正式に会津藩お預かりとなった新選組は、京都守護職である容保公のもとで京都の治安維持に精を出していきます。

松平容保公ってどんな人?

(出典:会津若松市HP

火中の栗を拾う。京都守護職に。京の治安維持に奔走。

江戸時代まで、朝廷は京都にありました。

その京都を守るための京都所司代と、大阪に大阪城代が置かれていました。

その上に立つ職として、文久2年に京都守護職が創設され、松平容保公が任命をされたのです。

ただ、最初は断っていたそうです。

しかし、松平春嶽の説得などがあり、「義を重んずれば、利害を考えるべきではない」と決意されました。

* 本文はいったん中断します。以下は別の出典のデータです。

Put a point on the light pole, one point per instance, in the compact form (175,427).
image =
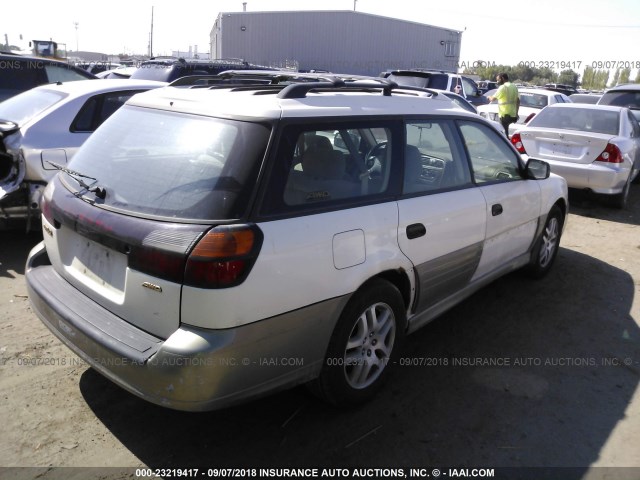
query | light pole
(75,24)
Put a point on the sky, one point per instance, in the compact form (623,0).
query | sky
(542,32)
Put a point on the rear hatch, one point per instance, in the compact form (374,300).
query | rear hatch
(122,219)
(572,147)
(570,134)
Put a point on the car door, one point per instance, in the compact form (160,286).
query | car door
(442,219)
(512,202)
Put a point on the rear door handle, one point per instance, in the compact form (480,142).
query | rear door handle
(416,230)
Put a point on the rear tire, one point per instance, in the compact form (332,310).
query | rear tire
(546,248)
(363,346)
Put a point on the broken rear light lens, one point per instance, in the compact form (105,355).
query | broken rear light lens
(611,154)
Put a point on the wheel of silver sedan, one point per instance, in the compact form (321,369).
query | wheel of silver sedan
(363,345)
(370,345)
(549,244)
(546,248)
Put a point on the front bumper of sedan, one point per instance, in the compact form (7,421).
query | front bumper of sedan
(599,177)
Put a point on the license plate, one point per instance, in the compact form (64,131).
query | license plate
(99,264)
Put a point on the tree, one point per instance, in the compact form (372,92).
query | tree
(616,77)
(568,77)
(624,75)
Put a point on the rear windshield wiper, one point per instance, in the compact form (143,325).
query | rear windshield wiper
(99,192)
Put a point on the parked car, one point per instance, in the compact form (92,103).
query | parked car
(120,72)
(19,73)
(234,241)
(98,67)
(567,90)
(593,147)
(438,80)
(48,124)
(627,95)
(486,85)
(168,70)
(461,102)
(590,98)
(532,100)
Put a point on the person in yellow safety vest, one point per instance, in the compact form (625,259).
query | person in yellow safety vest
(508,101)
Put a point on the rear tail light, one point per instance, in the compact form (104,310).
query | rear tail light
(517,142)
(611,154)
(223,257)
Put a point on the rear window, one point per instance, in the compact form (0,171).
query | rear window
(582,119)
(629,99)
(437,81)
(157,163)
(157,72)
(21,108)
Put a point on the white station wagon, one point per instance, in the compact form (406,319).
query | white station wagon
(210,245)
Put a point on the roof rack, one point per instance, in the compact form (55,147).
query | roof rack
(295,84)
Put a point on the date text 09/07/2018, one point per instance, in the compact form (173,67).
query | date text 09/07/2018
(578,64)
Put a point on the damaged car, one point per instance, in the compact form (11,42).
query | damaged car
(40,131)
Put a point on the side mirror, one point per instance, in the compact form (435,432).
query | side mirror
(537,169)
(338,141)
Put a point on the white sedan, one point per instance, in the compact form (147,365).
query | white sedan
(46,125)
(594,147)
(532,100)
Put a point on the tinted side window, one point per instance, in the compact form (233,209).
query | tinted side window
(433,160)
(630,99)
(491,158)
(330,165)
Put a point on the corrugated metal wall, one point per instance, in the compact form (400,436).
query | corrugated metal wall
(337,41)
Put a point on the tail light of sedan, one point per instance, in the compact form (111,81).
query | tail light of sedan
(517,142)
(611,154)
(223,257)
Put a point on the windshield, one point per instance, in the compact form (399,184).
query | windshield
(582,119)
(23,107)
(533,100)
(180,166)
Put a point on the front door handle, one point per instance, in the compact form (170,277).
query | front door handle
(416,230)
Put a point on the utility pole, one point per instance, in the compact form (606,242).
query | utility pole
(75,24)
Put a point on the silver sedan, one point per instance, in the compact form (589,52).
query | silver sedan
(593,147)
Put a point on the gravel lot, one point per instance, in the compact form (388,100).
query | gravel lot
(524,373)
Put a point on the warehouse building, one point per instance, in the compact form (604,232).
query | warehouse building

誰もがやりたがらなかった京都守護職を義をもって受けたわけですが、この決断が運命を決めたのでした。

孝明天皇から厚い信頼を得た義の人

この決断によって京都守護職に就いた容保は、翌年に孝明天皇に拝謁を許されます。

孝明天皇は外国嫌いでしたが、「公武合体」を進めるためであり、容保は忠誠を誓うことになります。

そして、孝明天皇も、この義の人に深い信頼を置くようになりました。

長州を始めとした過激派が活発に動いていた京都で、治安維持のために容保は身を粉にして尽くします。

その働きに対して孝明天皇な、八月十八日の政変では「容保に任す」とまで言われ、徹夜続きの容保のために宿舎も用意された程。

また、直筆の手紙もいくつか送られています。

いくら大名とはいえ、かなり異例のこと。

それくらい、孝明天皇は容保公に信頼を寄せていたことがわかります。

孝明天皇さえご存命であれば、容保の運命もまた違ったのでしょう・・・。

恭順を表すがいつのまにか朝敵に・・・最後は会津戦争へ

慶応2年、禁門の変で長州を撃退するなどした薩摩藩とされた側の長州藩、犬猿の仲だった薩摩と長州が手を結びます。

薩長連合」です!

これによって薩摩藩は討幕派へと180度態度を転換します。

そのような大きなうねりが起きるなか、その年の12月に孝明天皇が崩御されます。

一説には毒殺という話も・・・。

首謀者は岩倉具視で、幼い明治天皇を思うままに操れるからとも言われます。
(討幕の勅命も岩倉作という説もあったりします)

(岩倉具視・出典:国立国会図書館

翌年には徳川慶喜の大政奉還が行われ、容保はこれに大いに賛成したそうです。

それもあり王政復古の大号令によって京都守護職が廃止されたあとは、大阪城に入り慶喜と共に行動をともにします。

容保に争いを大きくする意志はなく、慶喜と一緒に恭順の意思を示し、嘆願もしているのですが全て無視されました。

薩長からすれば、幕府を倒して支配層を全て入れ替えないといけなかったので、戦争をする必要があったんですね。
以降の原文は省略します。